Le nouveau bâtiment de sept étages du Centre de la santé publique Richard G.Lugar a été érigé en Géorgie en 2018. Le Pentagone a débloqué plus de 160 millions de dollars pour les travaux de construction de l’édifice qui abrite des locaux d’administration et des laboratoires, d’après M.Kirillov.

«Les biologistes américains travaillant au centre bénéficient d’une immunité diplomatique conformément à un accord américano-géorgien de 2002 […]. Cela permet aux représentants des forces armées américaines d’accomplir les missions qui leur sont confiées par leur gouvernement, en contournant la législation géorgienne», a noté le responsable russe.

Parmi les objets d’étude prioritaires du Centre Richard Lugar figurent des agents potentiels d’armes biologiques. Présentant les informations livrées par M.Guiorgadzé, M.Kirillov a noté une image montrant des contrats signés par le ministère géorgien de la Santé publique avec le Walter Reed Army Institute of Research de Washington, un institut des Troupes terrestres américaines, ainsi qu’avec l’administration nationale américaine pour la sécurité nucléaire (NNSA).

«Les documents montrent que les études américaines prioritaires portent sur […] des agents responsables de la tularémie, du charbon, de la brucellose, de la dengue, de la fièvre hémorragique Crimée-Congo et d’autres maladies transmises par le sang», a déclaré le général Kirillov.

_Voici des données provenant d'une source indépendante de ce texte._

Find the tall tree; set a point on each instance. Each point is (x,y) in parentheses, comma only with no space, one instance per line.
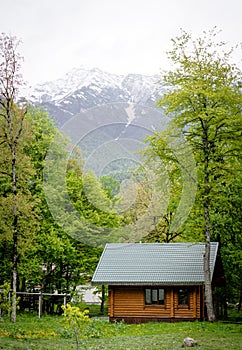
(203,100)
(11,131)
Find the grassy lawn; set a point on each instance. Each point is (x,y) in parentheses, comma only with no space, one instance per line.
(49,333)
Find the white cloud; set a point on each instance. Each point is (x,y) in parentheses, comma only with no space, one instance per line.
(118,36)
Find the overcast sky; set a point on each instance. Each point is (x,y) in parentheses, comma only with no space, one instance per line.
(119,36)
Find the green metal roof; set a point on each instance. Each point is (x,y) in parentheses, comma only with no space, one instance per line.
(153,263)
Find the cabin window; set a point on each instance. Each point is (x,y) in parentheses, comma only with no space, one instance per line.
(154,296)
(183,296)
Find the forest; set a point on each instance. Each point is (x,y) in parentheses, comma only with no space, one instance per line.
(203,101)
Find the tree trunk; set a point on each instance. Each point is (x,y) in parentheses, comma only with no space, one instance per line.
(102,300)
(15,234)
(207,272)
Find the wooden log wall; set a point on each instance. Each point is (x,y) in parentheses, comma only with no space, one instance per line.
(125,301)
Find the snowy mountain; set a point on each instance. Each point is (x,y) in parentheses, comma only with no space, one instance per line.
(83,88)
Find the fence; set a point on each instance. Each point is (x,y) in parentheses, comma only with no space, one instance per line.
(26,298)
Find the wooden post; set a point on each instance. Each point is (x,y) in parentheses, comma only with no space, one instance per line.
(9,300)
(195,303)
(40,305)
(172,303)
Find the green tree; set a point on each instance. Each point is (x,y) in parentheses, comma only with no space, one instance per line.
(203,100)
(16,169)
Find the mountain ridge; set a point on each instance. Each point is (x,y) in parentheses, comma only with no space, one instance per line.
(83,88)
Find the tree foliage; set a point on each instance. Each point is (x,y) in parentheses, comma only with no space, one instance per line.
(203,101)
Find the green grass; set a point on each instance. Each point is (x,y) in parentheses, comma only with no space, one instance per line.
(49,333)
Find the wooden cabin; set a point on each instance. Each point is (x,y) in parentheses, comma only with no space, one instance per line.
(156,281)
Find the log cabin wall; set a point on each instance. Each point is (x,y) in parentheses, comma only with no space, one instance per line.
(128,303)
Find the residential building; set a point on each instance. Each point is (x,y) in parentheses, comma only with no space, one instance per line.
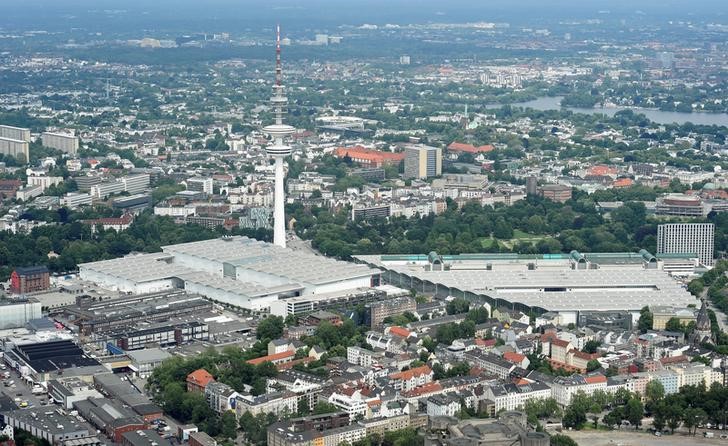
(29,279)
(692,238)
(490,362)
(273,402)
(44,181)
(422,161)
(556,192)
(19,149)
(369,157)
(198,380)
(564,388)
(443,405)
(378,311)
(17,133)
(360,356)
(73,200)
(679,205)
(513,396)
(318,430)
(662,314)
(60,141)
(412,378)
(221,397)
(204,185)
(356,408)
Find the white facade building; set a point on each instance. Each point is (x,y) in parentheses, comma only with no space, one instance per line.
(692,238)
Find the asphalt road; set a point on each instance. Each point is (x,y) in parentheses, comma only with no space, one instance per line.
(641,438)
(19,391)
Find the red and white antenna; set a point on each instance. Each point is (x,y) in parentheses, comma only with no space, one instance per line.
(279,69)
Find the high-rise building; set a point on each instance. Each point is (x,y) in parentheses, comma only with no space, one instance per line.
(60,141)
(17,133)
(278,150)
(15,147)
(421,161)
(204,185)
(692,238)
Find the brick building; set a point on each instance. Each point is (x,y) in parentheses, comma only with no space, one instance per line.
(30,279)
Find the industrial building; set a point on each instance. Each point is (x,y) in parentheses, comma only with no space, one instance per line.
(563,283)
(16,313)
(60,141)
(50,425)
(236,271)
(116,315)
(43,360)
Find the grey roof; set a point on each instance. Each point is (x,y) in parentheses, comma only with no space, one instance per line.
(148,355)
(564,290)
(267,258)
(48,421)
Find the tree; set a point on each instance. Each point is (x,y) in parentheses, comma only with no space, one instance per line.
(228,425)
(674,324)
(592,365)
(634,412)
(591,346)
(693,417)
(322,407)
(270,328)
(645,321)
(654,392)
(457,306)
(562,440)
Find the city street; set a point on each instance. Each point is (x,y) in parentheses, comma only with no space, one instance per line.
(640,438)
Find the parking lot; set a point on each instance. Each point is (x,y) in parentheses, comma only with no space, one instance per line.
(19,391)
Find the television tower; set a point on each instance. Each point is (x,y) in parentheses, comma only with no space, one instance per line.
(277,149)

Les Américains s’intéressent aussi aux «formes atypiques de la peste» selon le principe «plus c’est atypique, mieux c’est». Ils recherchent des agents responsables de la peste partout en Géorgie, y compris à proximité des frontières russes, d’après M.Kirillov

Selon le général, les États-Unis multiplient le nombre de leurs laboratoires biologiques et renforcent leur contrôle des collections nationales de micro-organismes pathogènes sur des territoires voisins de la Russie et de la Chine, ce qui constitue une menace biologique permanente pour ces pays.  Des travaux de reconstruction de laboratoires contrôlés par le Pentagone sont en cours en Ukraine, en Azerbaïdjan et en Ouzbékistan.

«Plus de 30 laboratoires contrôlés par les États-Unis et dotés d’un haut niveau de protection biologique fonctionnent dans plusieurs pays et les données officielles de l’Onu le confirment», a précisé le général.

Selon lui, ces laboratoires sont techniquement capables de mener l’ensemble des recherches sur les agents des maladies infectieuses particulièrement dangereuses.

L’ancien ministre géorgien de la Sécurité d’État, Igor Guiorgadzé, a précédemment annoncé avoir demandé au Président américain Donald Trump d’enquêter sur les activités du Centre Richard Lugar qui, selon lui, mènerait des tests sur des humains. Il a évoqué des documents top secrets parlant de 73 personnes, qui seraient mortes respectivement en décembre 2015, en avril et août 2016 alors qu’elles suivaient dans ce laboratoire un traitement avec un nouveau médicament contre l’hépatite C. Selon lui, les documents ne mentionnent aucun nom ou prénom, mais seulement des numéros avec des dates de naissance et le sexe des patients décédés.